A weekly window on the American political scene hosted by the Monitor's politics editors.

President Trump and the great mask debate

The president won’t wear a mask in public, even after two West Wing aides tested positive for the coronavirus. But his campaign is all for them.

Alex Brandon/AP
Wearing a mask, White House adviser Jared Kushner leaves after President Donald Trump spoke about the coronavirus during a press briefing on May 11, 2020, in Washington.

Dear reader:

I am writing this newsletter fresh from doing 10 interviews on public radio stations around Canada. As usual, the hosts asked good questions: How partisan was the Senate hearing yesterday with Dr. Anthony Fauci? (Mostly not.) How did the White House respond? (With a press briefing full of statistics meant to reassure us.) And why doesn’t President Donald Trump wear a mask in public?

The mask issue looms especially large after two White House aides – a presidential valet and the vice president’s press secretary – tested positive for the coronavirus, and had been going maskless. Now they’re in quarantine. As of Monday, all West Wing employees must wear a mask when they’re not at their desks. That makes sense; it’s a cramped workspace. Reporters also now wear masks at briefings.

But President Trump still won’t wear one. “Everybody coming into the president’s office gets tested,” he said Monday at a Rose Garden press conference. “And I’ve felt no vulnerability whatsoever.”

The mask debate, already a symbol of the deepening red-blue divide, has only intensified. Trump critics argue that he should be modeling proper behavior by wearing one. His defenders counter that, because he operates in the controlled White House environment, with plenty of testing, he can afford to go maskless.

Besides, the president has reportedly told aides, wearing a mask would “send the wrong message” – signaling that he’s more concerned about his health than about reopening the economy. What’s more, the argument goes, he would be mocked, and “Trump in a mask” would be used against him in campaign ads.
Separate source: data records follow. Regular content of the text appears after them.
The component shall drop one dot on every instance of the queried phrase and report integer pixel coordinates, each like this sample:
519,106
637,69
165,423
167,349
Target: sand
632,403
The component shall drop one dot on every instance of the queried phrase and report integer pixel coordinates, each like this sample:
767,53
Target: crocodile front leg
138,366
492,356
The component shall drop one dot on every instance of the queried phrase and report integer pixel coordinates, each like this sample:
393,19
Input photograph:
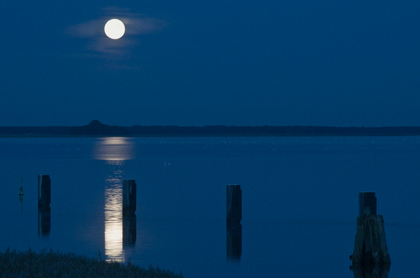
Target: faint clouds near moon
134,24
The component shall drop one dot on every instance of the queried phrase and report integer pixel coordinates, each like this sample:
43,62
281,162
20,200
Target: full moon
114,29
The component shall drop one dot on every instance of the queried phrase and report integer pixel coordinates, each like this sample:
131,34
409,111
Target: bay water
300,201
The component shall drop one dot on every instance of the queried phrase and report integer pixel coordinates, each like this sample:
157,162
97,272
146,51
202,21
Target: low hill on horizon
95,129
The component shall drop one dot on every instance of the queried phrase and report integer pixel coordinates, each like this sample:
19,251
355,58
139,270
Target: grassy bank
56,264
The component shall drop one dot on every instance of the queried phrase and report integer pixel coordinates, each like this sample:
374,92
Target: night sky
189,62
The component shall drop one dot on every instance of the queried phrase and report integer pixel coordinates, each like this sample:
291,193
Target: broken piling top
367,203
233,204
370,248
44,191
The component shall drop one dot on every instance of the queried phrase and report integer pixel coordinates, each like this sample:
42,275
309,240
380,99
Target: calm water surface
299,201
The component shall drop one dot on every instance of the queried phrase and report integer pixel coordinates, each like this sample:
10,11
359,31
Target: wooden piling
233,204
367,203
44,191
370,248
129,197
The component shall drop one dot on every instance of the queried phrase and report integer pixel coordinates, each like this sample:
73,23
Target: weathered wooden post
370,248
129,197
233,204
44,201
233,222
44,191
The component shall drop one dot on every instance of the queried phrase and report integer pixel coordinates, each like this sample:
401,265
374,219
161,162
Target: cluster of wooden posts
370,248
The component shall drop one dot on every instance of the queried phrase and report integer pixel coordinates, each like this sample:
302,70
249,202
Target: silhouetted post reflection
129,230
44,201
129,212
44,221
370,256
233,222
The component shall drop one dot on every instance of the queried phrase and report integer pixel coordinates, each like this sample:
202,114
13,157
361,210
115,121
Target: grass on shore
55,264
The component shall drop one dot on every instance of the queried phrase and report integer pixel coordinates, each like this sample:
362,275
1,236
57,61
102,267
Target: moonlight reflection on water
114,151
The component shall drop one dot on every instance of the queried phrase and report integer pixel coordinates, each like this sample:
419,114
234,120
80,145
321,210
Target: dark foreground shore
55,264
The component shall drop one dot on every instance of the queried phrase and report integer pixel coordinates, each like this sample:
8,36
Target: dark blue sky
188,62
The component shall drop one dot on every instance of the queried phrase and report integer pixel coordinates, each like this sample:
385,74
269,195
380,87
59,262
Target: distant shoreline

On that last point, Mr. Trump may well be right. He prides himself on his public image, combined perhaps with a bit of vanity. All presidents care about appearances, especially in the TV age.

Still, the larger mask debate rages, even among conservatives.

“The mask culture is fear driven. Masks+cowardice,” tweets R. R. Reno, editor of the magazine First Things.

“Masks are not driven by fear, but by respect for the community around us,” counters blogger Erick Erickson.

And on it goes. But it’s clear Mr. Trump thinks masks are good for others – and even a marketing opportunity. His campaign is now advertising masks that say “Trump Pence Keep America Great! 2020.”

Campaign manager Brad Parscale recently tweeted out a picture of himself at the White House wearing one.